Similarly, if there is no value for Action or Label, there is no indication of the event in the respective report, BUT THE TOTAL EVENTS COUNT INCLUDES THEM. This is the most common reporting discrepancy that people face. Incomplete event interactions are left out, or appear in the total but disappear in the detail. Your reports makes no sense!

event-actions

event-labels

IMPORTANT CODING TIP: Make sure there are values for every event Category, Action and Label logged!  NEVER let them be empty! Do NOT assume a default value, FORCE one to be used.

Hits Fill Up The Charts

If your web developer didn’t follow that little coding tip, and your event tracking reports are a real mess, what can you do? Well, relief is possible through Custom Reporting and a brand new, but very old, metric: Hits (found under the Users grouping). Among other things, Hits measure the interactions of all events, even if they are partially defined. Build a set of custom reports with the Event Action or Event Label (only 1 per report), along with the Hits and Total Events metrics to see.

custom-event-report

Note that if the Total Events count is lower than the Hits count (action4, action6), then you probably have empty Category values. Call your website guru!  Then make a combination report (Action + Label) to try to get some missing detail. Check the totals again to make sure you don’t also have missing Action or Label values.

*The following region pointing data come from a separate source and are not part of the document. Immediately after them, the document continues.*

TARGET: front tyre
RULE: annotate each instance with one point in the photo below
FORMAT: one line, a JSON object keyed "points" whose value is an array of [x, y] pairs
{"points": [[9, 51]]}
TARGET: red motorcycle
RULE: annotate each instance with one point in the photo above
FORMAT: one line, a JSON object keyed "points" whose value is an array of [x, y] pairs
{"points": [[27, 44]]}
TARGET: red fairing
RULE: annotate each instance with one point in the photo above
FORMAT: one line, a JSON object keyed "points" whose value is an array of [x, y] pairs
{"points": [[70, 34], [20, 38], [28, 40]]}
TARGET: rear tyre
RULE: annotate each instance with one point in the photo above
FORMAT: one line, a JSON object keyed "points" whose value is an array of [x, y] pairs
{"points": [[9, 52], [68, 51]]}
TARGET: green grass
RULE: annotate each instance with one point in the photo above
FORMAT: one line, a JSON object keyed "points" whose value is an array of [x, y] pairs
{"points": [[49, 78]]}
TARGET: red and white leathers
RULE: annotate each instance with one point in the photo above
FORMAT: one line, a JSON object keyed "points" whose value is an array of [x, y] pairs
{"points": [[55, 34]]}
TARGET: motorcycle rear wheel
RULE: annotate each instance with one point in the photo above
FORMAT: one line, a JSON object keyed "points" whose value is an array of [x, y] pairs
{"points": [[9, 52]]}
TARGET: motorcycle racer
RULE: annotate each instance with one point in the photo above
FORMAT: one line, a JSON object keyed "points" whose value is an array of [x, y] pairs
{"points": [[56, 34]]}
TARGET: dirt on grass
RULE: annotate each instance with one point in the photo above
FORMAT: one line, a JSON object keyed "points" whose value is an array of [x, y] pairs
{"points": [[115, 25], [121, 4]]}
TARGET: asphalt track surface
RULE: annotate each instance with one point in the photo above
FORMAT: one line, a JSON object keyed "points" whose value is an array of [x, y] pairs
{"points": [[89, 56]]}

Sessions with Event, and Events/Session with Event

Having sorted out our Total Events count, we are then faced with a new problem when trying to see how many events occurred in the average session. In my previous article, I showed that you shouldn’t mix the Sessions metric with Hit-level dimensions like Page. Well, it turns out that metrics calculated from the Sessions metric behave similarly, and all of the Event dimensions (Category, Action and Label) are Hit-level dimensions. The result: the calculated Sessions with Event and Events/Session with Event numbers are zero for everything except that first interaction.

As you can see in the image below, those metrics have values only for the first hit, but the same query, without the event dimensions, shows the correct totals. Note that you MAY get some numbers in your reports – these come from the sessions where that event was the first interaction, but the numbers do NOT include the other events. For example, the first row shows 2 Events/Session, but we know the top reported number was 9 (and should actually have been 15)! This is the worst possible scenario — being given numbers that are wrong.

sessions-with-events

So what can you do? Only use Sessions with Events or Events/Session with Event metrics in reports without the Event category/action/label dimensions.

Events/Session With a Specific Event

So how do you find out how many other events occurred in sessions that included a specific type of event? The answer: Custom Segments. A custom segment allows you to restrict the sessions included in the report to only those with a specific category, action or label. Now your top-level metrics are accurate, plus the detail reports will show what other categories, actions or labels were also included in those sessions.

If you were hoping for a single report that shows all of the categories and the Events/Session With Event counts for each, sorry. You will have to create multiple segments (one for each category) and run multiple segmented reports. That can be a lot of work, but some relief can be obtained using third-party tools like Analytics Edge to make the queries through the API and combine the results.

I hope this explanation has helped you to better understand your Event reporting problems.